Some ads claim to help you with the cortisol in your system which magically causes all fat to gather up in your tummy. What is this all about?

First, let's start with the cortisol. When your body has a stressful situation, it naturally releases adrenaline and cortisone. These two hormones help to increase your heart rate, kick up your breathing, get your blood pressure pumping. These things help you, in an evolutionary sense, run away from the wolves or climb that tree to escape the lion. In addition, cortisol makes you really hungry - especially for sweet things. This also is intended to make sure instant energy gets into your system, to fuel your defensive actions.

The problem is that in modern times, it's usually not lions or wolves that cause your stress. It's usually an angry boss or screaming child. So you have a reaction that has you reaching for sugary things - and then all that food isn't used for running, it turns right into fat.

OK - so being flooded with cortisol makes you crave sweets, and if you eat tons of "real sugar" sweets vs diet sweets, you then have lots of sugar flooding your system, which your body will turn into fat if you're sitting still while you do this.

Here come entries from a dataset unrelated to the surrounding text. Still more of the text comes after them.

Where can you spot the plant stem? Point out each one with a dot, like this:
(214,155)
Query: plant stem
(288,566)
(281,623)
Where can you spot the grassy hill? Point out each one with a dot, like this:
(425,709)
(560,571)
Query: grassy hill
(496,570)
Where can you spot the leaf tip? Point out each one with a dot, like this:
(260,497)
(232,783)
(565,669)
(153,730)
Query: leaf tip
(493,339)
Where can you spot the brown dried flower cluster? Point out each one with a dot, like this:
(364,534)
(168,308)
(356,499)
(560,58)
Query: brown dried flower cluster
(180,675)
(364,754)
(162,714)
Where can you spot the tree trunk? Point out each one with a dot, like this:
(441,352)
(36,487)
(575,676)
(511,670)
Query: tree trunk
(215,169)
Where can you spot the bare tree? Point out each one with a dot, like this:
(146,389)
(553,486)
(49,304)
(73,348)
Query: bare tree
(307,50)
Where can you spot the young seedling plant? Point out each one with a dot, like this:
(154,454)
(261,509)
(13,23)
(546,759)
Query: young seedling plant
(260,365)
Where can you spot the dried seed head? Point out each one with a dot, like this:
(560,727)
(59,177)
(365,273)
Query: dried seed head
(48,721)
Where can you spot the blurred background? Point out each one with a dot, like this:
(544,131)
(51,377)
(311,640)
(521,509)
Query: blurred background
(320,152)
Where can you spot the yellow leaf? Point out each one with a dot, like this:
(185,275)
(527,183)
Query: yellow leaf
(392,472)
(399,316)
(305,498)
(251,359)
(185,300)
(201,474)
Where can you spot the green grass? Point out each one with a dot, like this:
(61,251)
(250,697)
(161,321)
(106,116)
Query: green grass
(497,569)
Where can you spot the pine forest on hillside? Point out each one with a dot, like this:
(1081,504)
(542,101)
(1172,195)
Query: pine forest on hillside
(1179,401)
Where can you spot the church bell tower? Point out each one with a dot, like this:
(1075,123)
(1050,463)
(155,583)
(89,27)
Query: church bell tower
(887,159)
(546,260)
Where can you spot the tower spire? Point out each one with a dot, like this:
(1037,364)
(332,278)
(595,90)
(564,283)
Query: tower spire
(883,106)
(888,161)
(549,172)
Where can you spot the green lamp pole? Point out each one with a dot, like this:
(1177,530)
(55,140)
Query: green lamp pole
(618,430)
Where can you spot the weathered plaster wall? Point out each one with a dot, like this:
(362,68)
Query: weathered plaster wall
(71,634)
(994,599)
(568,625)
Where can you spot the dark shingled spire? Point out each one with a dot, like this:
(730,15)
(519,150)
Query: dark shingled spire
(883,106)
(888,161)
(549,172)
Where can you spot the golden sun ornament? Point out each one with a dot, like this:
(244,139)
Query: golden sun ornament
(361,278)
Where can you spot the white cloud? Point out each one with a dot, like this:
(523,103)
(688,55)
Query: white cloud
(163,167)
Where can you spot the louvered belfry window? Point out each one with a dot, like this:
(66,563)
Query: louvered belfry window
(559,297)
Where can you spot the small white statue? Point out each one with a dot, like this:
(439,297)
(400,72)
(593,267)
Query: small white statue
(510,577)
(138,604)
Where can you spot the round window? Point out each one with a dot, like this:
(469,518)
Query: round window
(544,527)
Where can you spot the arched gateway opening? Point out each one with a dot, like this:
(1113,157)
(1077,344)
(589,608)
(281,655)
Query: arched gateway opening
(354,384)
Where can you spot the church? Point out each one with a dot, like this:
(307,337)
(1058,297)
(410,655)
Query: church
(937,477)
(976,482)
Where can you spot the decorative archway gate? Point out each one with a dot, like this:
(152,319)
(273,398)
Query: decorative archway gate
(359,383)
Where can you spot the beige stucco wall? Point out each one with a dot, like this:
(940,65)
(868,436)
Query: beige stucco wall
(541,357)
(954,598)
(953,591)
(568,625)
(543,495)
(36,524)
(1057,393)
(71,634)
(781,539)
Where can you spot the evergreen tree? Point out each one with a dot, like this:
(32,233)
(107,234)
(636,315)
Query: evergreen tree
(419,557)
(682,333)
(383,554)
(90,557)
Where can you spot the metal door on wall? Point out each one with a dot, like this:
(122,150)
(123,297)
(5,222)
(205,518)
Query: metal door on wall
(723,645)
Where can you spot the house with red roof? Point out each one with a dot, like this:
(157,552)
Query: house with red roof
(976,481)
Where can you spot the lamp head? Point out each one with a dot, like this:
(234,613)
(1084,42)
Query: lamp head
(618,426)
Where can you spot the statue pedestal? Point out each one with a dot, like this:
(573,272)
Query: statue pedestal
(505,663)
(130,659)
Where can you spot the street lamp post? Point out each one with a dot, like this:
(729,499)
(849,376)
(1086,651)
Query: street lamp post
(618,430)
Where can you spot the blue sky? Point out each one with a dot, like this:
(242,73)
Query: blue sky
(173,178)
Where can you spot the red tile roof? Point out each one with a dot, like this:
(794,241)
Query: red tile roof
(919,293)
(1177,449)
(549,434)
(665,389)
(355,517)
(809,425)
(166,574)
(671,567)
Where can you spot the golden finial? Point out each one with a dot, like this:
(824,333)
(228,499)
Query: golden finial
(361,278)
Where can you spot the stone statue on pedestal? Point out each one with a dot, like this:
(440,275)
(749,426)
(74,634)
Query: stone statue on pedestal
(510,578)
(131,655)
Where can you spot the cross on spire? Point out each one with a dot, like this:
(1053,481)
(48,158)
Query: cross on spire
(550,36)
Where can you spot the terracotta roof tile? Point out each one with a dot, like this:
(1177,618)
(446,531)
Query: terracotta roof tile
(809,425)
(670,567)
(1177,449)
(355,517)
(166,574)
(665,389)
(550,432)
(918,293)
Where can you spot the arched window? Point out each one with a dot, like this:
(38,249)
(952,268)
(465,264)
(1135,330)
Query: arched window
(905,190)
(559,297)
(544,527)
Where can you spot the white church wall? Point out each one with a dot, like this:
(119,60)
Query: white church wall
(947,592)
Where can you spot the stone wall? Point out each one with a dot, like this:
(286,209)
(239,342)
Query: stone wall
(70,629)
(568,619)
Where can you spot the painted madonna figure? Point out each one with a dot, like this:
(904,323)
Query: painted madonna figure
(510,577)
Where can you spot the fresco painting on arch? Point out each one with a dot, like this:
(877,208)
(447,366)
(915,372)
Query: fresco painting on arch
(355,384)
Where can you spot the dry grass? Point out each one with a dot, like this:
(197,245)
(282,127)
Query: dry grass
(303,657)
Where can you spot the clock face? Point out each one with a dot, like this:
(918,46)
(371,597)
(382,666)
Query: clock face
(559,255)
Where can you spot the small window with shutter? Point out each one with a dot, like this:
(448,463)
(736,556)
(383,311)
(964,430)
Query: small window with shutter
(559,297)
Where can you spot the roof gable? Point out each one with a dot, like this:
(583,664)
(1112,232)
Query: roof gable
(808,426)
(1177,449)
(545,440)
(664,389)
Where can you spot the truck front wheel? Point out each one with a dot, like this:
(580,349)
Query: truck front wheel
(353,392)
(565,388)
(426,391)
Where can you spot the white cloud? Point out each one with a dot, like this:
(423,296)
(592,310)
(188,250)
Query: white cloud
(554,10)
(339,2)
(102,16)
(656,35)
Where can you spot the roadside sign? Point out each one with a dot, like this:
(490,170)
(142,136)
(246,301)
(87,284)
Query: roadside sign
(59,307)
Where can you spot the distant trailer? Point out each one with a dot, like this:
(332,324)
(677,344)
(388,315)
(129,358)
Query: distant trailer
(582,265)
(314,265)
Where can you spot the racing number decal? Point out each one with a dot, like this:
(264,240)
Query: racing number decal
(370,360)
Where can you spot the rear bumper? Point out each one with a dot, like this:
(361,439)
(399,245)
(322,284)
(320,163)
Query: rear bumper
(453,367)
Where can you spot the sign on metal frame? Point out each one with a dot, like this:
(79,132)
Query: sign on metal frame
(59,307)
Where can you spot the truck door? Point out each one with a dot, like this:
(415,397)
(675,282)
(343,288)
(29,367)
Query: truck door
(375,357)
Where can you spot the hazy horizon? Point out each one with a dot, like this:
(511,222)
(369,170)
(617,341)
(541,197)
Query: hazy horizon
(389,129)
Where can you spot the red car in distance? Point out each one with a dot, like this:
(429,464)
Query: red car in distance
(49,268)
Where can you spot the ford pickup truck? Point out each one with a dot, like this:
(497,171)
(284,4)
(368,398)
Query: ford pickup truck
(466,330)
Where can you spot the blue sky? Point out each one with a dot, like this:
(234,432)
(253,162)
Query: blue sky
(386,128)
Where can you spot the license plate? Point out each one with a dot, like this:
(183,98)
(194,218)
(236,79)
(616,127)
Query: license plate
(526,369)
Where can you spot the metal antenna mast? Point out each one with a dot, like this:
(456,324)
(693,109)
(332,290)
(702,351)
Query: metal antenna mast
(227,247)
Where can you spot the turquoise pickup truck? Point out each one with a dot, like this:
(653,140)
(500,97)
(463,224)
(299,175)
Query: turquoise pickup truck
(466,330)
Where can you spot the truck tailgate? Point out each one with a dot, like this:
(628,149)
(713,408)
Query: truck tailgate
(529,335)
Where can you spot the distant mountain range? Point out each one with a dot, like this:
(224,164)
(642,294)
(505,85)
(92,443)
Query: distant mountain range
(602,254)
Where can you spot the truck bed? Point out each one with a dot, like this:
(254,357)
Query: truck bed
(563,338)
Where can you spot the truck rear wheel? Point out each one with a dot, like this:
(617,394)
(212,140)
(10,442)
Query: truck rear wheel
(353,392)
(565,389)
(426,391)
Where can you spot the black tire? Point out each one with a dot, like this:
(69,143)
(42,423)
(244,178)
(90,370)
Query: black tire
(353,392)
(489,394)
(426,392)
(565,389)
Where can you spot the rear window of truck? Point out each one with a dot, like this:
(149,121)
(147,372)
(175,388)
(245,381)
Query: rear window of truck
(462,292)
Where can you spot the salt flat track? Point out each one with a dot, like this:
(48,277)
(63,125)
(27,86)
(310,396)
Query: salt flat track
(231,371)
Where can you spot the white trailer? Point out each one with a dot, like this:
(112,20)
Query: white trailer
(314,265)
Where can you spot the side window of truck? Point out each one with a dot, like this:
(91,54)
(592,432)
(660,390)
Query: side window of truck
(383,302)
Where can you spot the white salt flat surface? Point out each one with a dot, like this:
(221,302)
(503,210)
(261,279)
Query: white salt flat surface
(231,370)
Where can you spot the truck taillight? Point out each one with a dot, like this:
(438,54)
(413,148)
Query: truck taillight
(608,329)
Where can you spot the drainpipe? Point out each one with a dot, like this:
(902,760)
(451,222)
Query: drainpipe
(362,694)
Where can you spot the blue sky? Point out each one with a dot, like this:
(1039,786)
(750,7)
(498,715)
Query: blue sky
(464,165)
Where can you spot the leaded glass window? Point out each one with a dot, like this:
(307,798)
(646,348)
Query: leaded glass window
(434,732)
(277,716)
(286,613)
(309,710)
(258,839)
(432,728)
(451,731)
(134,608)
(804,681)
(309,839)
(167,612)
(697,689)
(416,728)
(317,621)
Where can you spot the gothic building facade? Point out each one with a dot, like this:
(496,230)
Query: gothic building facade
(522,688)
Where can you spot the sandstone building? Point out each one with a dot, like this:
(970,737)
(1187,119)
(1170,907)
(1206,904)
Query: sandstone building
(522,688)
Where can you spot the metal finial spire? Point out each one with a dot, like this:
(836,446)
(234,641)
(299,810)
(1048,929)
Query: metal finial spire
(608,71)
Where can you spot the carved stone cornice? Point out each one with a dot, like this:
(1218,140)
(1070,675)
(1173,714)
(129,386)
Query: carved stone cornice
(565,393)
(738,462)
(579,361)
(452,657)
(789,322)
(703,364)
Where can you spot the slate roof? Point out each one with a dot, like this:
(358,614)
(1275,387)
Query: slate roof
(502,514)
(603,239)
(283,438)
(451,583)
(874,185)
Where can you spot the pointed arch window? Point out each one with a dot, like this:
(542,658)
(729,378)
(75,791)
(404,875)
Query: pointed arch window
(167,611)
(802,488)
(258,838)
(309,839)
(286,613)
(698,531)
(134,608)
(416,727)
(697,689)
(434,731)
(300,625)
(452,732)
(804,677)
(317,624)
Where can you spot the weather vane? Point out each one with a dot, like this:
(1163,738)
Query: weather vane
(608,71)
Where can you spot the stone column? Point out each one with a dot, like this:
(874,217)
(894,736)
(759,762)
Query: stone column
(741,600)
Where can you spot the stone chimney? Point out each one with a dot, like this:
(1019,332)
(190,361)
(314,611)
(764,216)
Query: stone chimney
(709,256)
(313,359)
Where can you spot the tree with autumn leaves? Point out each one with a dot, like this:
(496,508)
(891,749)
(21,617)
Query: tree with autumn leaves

But why would all this fat migrate into your belly?

The key is in the fat types in your body. There isn't just one type of fat everywhere, just like how different muscles in your body are laid out differently. Yes, there's the "fluffy" fat you find in your butt, for example. But there's a different kind of fat - visceral fat - which is a "padding" layer that surrounds all of your vital organs. While the fluffy fat near your outside is a storage system for excess fat, that visceral fat around your organs helps to keep them protected and safe.

Some studies seem to indicate that cortisol specifically increases visceral fat - but others show that this isn't true. Most researchers feel that the main thing that cortisol does is make you eat more sugary sweets - and therefore you get heavy. There are plenty of people who get stressed - and flooded with cortisol - and lose weight. So it's not just the cortisol itself that does it, it's how you choose to react to it in your system.

As far as cortisol blockers, that's really not the solution. Stress causes a *ton* of problems for your body - not just the sweet desires. It reduces your immune responses, it compromises your health. Don't just try to block one part of it. Take steps to handle the entire stress situation, for your own health.